Abt Maximilian Heim OCist
Foto: screenshot / YouTube / Stift Heiligenkreuz

Abt Maximilian Heim vom bekannten Stift Heiligenkreuz im Wienerwald wurde am Dienstag beim Kongregationskapitel erneut zum Abtpräses der österreichischen Zisterzienserkongregation gewählt. Seine erste sechsjährige Amtszeit hatte er 2016 angetreten.

Heims erster Assistent ist Abt Reinhold Dessl vom Stift Wilhering unweit von Linz. Abt Nikolaus Thiel vom Stift Schlierbach wurde Substitut.

Der Abtpräses sei dafür zuständig, so das Stift Heiligenkreuz in einer kurzen Meldung, "das Leben in den Klöstern der Kongregation zu schützen und zu fördern, das Kongregationskapitel einzuberufen und diesem vorzustehen sowie die regulären Visitationen in den Klöstern der Kongregation – außer dem eigenen – durchzuführen."

Heim stammt ursprünglich aus Deutschland und trat 1983 in Heiligenkreuz ein. 1988 empfing er die Priesterweihe und wurde ins Kloster Stiepel versetzt – eine Neugründung außerhalb von Bochum. 1996 ging er zurück nach Heiligenkreuz und wurde dort drei Jahre später Prior. 2004 ging es dann wieder ins Ruhrgebiet, diesmal als Prior. Schließlich wurde er 2011 zum Abt des Stiftes Heiligenkreuz gewählt.

Seine Doktorarbeit über die Ekklesiologie von Joseph Ratzinger konnte Heim 2002 abschließen. Eine zweite Auflage des Werkes konnte 2005 mit einem Vorwort des unmittelbar zuvor zum Papst gewählten Theologen veröffentlicht werden.

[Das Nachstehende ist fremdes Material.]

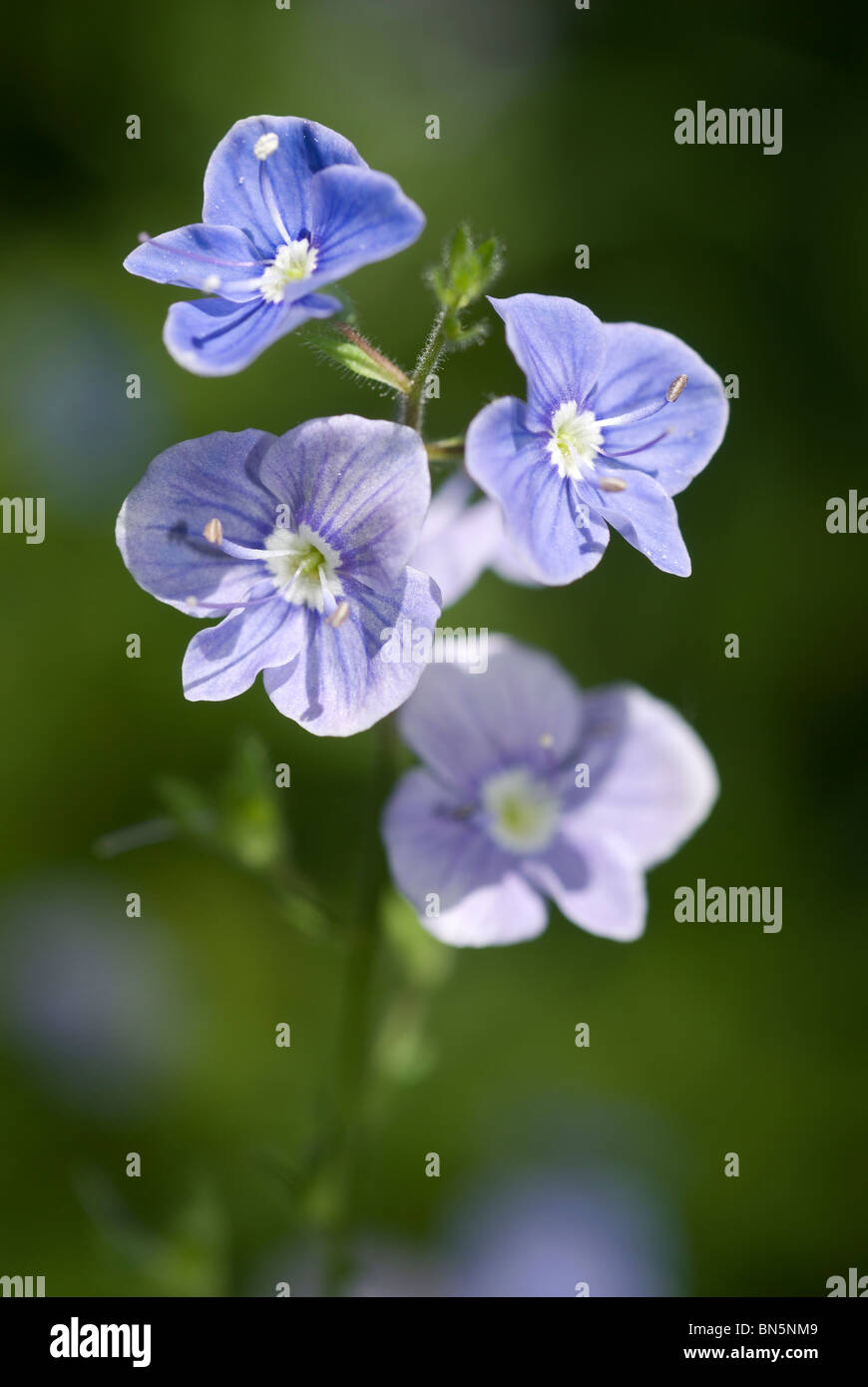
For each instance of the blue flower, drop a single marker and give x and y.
(619, 419)
(299, 544)
(290, 207)
(533, 790)
(462, 537)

Zur österreichischen Zisterzienserkongregation, die Heim nun bis 2028 anführen soll, gehören die Abteien Rein, Heiligenkreuz (mit den Prioraten Neukloster, Stiepel und Neuzelle), Zwettl, Wilhering, Lilienfeld, Schlierbach sowie das der überlieferten Liturgie verbundene Priorat Hohenfurt (Vyšší Brod) in Böhmen.